Yes, the newspaper industry may be struggling right now, but it will rise again. I work in Television and still hear the stories about how cable, TiVO, movies, video iPods and videogames are making the industry irrelevant. And for a few years, TV was abominally bad. The business took a look at itself, made some changes that the public wanted and came back with a vengeance. Some would argue that the past couple years has been a golden age for television.
The same argument could made about the retail business -- remember when Highland and Circuit City came to New England and killed of Lechmere? Now Circuit City might be bought out by Blockbuster, who is also facing death as a company.
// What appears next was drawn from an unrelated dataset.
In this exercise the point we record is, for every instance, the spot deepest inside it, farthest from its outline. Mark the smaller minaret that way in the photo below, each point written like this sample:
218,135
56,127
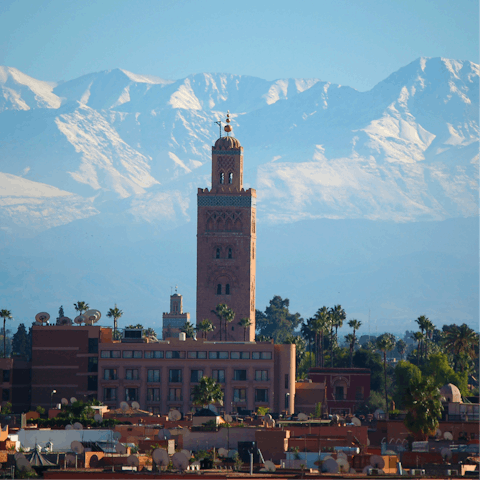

The newspaper industry has been dramatically impacted by the internet and the "category killer websites" (ESPN, CNN, etc.)The industry can choose to respond by cutting back completely or by reinventing itself. As someone who lived for the Sunday Globe as a kid (Gammons, McDonough, Ryan, Montville...) I can honestly say that the quality of reporting (storytelling, analysis, insider info) has tailed off dramatically. When I read Peter May, I just don't learn anything I didn't already know. Felt the same way about Borges, too. Shaughnessy has become the very thing he always railed against ("the negative idiots of talk radio..."), to the extent that I have completely tuned him out. Ryan can still write, but where's the new voices?
Goodbye to the crankiness of Peter May, goodbye to the articles that always let me know that Peter thought he knew more about the sport than I did, goodbye to the same viewpoint on a sport that has evolved tremendously over the past decade. I wish him the best of luck and hope that his passion for writing is rekindled, the same passion that seemed so promising when he first started writing about basketball years ago.
I welcome and look forward to the Marc Spears years. I have enjoyed his columns and blog articles so far and am interested in what he has to say.